Jacques Breillat a lancé la campagne de la droite (LR) et du centre avec la liste "Pour une Gironde réconciliée" en vue des élections départementales des 20 et 27 juin 2021. Alertant sur une montée des extrêmes chez les Verts, alliés du PS à la tête du département de la Gironde, Jacques Breillat, fermement opposé au revenu universel testé en Gironde, en appelle à un apaisement des tensions. Et décline le thème de la sécurité en respectant les prérogatives du conseil départemental. (réactualisé 12/05/2021)Chef de file LR de la liste d'union de la droite et du centre "Pour une Gironde réconciliée" Jacques Breillat, maire de Castillon-la-Bataille et conseiller départemental d'opposition sortant (groupe Gironde avenir), a présenté le 4 mai à Pessac (Bordeaux Métropole) son programme pour ce scrutin départemental 2021.
"A Pessac, on sait ce que c'est que d'avoir un Département contre soi. Il est donc important d'être à la manœuvre. Métropole/hors Métropole : nous devons en finir avec cette césure et réconcilier les Girondins", a attaqué le candidat de la droite et du centre, pour donner le ton.

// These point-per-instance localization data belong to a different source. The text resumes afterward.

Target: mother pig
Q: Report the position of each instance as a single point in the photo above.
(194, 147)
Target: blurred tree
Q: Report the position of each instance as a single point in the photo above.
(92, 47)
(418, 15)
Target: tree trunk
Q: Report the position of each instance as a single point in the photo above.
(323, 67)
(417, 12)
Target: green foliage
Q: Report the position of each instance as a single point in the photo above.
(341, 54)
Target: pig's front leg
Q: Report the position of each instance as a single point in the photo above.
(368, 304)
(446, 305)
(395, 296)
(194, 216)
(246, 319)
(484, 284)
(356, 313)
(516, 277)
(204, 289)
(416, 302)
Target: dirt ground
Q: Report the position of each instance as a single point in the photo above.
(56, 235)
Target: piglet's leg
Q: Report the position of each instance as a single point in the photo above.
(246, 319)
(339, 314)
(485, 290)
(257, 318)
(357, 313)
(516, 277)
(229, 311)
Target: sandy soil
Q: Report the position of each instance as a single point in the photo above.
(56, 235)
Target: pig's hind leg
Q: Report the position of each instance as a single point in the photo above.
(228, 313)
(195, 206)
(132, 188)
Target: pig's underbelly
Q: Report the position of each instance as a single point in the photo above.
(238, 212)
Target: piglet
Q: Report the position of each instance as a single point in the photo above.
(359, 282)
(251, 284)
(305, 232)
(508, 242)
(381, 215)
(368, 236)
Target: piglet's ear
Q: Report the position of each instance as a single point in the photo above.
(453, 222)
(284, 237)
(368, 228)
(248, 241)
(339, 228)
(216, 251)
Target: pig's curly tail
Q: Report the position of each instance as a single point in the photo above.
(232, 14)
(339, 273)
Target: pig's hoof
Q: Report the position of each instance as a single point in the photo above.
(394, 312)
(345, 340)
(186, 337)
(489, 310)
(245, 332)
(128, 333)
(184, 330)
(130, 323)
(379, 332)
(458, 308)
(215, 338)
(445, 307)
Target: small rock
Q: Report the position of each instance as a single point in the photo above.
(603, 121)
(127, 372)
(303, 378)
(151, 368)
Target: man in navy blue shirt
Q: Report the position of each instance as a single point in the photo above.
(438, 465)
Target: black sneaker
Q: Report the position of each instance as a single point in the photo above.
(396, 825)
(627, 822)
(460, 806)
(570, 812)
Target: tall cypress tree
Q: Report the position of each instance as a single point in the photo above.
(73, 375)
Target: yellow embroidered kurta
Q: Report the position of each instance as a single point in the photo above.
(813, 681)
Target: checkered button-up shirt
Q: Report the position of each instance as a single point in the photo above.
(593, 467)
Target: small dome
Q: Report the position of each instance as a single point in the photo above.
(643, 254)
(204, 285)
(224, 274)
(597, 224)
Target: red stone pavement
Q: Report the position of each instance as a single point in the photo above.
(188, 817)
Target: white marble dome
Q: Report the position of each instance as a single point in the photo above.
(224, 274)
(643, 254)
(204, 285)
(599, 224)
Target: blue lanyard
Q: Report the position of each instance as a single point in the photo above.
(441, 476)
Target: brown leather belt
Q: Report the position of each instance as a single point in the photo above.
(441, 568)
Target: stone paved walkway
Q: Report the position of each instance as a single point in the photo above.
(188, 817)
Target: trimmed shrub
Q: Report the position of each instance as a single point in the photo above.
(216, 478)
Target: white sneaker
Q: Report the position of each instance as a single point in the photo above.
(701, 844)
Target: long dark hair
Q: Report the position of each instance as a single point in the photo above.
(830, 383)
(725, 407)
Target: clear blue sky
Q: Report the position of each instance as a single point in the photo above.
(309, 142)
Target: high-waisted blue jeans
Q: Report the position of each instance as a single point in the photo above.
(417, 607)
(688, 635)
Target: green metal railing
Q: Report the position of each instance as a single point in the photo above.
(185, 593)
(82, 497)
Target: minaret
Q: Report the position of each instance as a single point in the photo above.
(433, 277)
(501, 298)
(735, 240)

"C'est une terre de mission"
Le choix de la ville de Pessac pour tenir cette première de réunion de campagne ne doit donc rien au hasard.
"Nous nous sommes dit : pourquoi ne pas aller chez un ami ?", résume le candidat, félicitant au passage le maire de Pessac Franck Raynal pour la qualité des projets municipaux qu'il a développé dans cette grande ville de l'ouest métropolitain.
Parmi les nombreux concurrents à cette campagne qui ont fait le déplacement, se trouvaient des candidats chevronnés comme Jacques Mangon (Saint-Médard-en-Jalles) ou encore Dominique Vincent (Le Bouscat).
"Nous sommes en campagne dans un département difficile, qui vit depuis 33 ans sans partage de responsabilités. C'est une terre de mission", a prévenu Jacques Breillat.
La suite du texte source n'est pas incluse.